Rarely would that permission be denied. For one, almost all the time the bishop has no way of knowing the people involved. He relies on the priest’s judgment. The bishop’s attention might be piqued if one of the parties were a celebrity or, perhaps, notorious.

If a priest were to exercise atrocious judgment, the bishop might well level a punishment-in effect, denying the priest permission to function as a priest for a given time.

In the Episcopalian Church in the United States of America, attention certainly is given to the existence of a prior marriage. Steps are taken to learn from the past, and an attempt is made that a sad history will not be repeated.

“Shopping” for a sympathetic priest seems fruitless, at least in the directives of Episcopal Church law, since the communicant is directed to consult his or her parish priest.

But such restrictions, rubrics, processes, and laws fade into a mild attentiveness when compared with Roman Catholic law regarding marriage, nullities, dissolutions, sanations, privileges of the faith and remarriage.

Give the Catholic Church this: It has been around a long time to build up these laws, or canons. And the Church has used this time assiduously.

Koesler pulled a huge volume from his bookcase. The Code of Canon Law-a Text and Commentary. These 1,752 canons, published in 1983, comprised Catholic Church law.

He switched on the overhead light and returned to his seat with the book. He pulled a pen and a pad from his desk.

He’d never thought of it before, but now he decided to tabulate how many of these 1,752 laws applied to marriage and remarriage. After a few minutes of counting, he came up with 146 laws.

Perhaps the pivotal law is Canon 1060, which states: Marriage enjoys the favor of the law; consequently, when a doubt exists, the validity of the marriage is to be upheld until the contrary is proven.

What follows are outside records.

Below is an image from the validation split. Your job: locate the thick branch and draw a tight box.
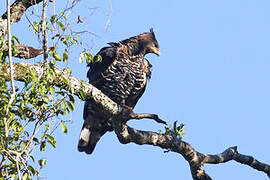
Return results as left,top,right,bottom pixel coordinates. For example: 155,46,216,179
0,0,42,37
1,43,53,59
0,63,270,180
113,113,270,180
0,63,122,116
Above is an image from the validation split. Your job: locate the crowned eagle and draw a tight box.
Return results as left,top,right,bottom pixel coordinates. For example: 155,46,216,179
78,28,160,154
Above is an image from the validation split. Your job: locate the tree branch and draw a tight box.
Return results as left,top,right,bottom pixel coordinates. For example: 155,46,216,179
0,63,270,180
0,0,42,37
1,42,54,59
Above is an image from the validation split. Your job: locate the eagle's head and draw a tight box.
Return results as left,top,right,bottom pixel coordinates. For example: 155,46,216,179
120,28,160,56
138,28,160,56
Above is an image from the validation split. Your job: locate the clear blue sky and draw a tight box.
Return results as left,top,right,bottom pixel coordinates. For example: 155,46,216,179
1,0,270,180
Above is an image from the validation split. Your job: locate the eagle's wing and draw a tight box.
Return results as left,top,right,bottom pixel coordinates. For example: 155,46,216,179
126,58,152,107
87,47,117,84
78,47,116,154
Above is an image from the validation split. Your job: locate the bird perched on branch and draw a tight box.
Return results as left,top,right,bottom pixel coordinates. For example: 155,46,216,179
78,28,160,154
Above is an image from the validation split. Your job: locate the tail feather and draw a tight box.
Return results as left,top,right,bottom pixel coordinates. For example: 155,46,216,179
78,125,106,154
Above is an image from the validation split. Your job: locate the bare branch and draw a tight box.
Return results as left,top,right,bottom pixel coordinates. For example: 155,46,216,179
0,63,270,180
1,42,54,59
41,0,48,66
0,0,42,37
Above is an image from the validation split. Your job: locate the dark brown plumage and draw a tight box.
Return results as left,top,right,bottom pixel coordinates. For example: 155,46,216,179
78,29,160,154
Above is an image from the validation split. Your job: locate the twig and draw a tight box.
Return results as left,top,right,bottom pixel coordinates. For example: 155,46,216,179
41,0,49,67
129,112,167,125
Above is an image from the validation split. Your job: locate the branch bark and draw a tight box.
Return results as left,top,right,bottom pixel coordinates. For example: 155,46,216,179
0,0,270,180
0,0,42,37
0,63,270,180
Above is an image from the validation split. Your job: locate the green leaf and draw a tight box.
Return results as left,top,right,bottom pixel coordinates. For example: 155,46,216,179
79,52,85,64
38,159,47,169
61,12,67,19
46,134,56,148
63,49,68,62
22,172,30,180
56,21,65,31
53,53,61,61
40,141,46,152
66,101,74,111
12,36,20,44
50,14,57,23
94,55,102,62
61,38,68,46
60,121,67,134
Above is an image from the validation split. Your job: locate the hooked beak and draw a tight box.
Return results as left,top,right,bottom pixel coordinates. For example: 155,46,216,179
152,48,160,56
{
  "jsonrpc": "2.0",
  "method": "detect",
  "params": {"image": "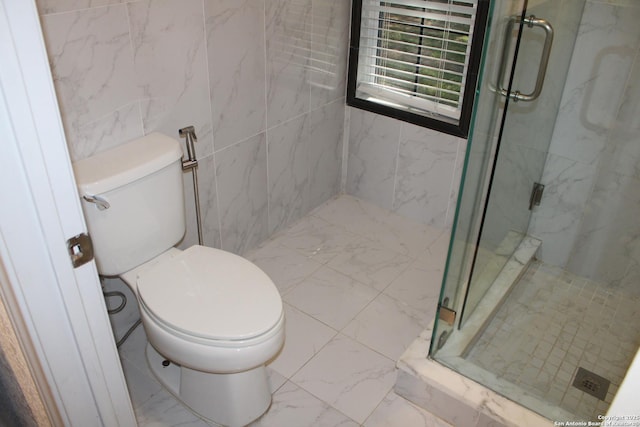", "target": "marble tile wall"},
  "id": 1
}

[346,108,467,229]
[530,0,640,292]
[37,0,350,253]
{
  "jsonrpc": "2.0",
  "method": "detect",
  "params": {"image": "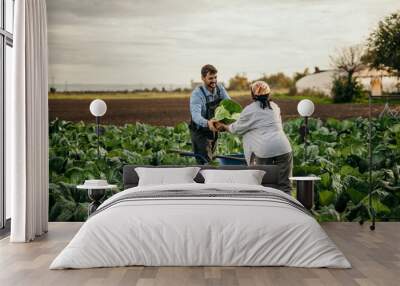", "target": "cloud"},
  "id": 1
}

[47,0,400,83]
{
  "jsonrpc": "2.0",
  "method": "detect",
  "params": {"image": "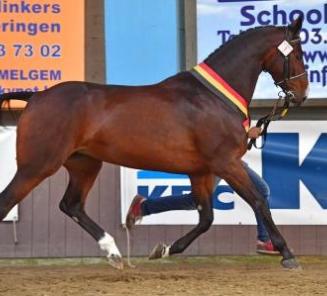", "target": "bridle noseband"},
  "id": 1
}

[248,27,307,150]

This is at the hub of remarriage after a civil divorce. Remarriage, by definition, indicates there is a prior marriage. There is no doubt about the validity of the first marriage until and unless one or both parties want to marry someone else. At that point, if the second marriage is to be in a Catholic ceremony, the party or parties must prove, not that the previous marriage was a failure, a bad but sincere effort, a mistake, etc; but that the previous marriage was null from its inception. It must be proven that only some ceremony took place, but that nothing happened.

Koesler considered the most simple example: Church law requires that for a valid marriage, among other things, the Catholic wedding must be witnessed by a priest and two other witnesses. What happens if the Catholic is married, say, by a judge? Obviously, the marriage is invalid, since it was not witnessed by a priest. Thus, the Catholic is free to marry; since no valid marriage existed, there is no valid marriage to block another marriage.

However, that first marriage, according to Canon 1060, “enjoys the favor of the law.” In order to remarry, the Catholic must challenge the validity of the first marriage. That is what created the “doubt.” Now the Catholic must “prove” the first marriage was nothing from its inception.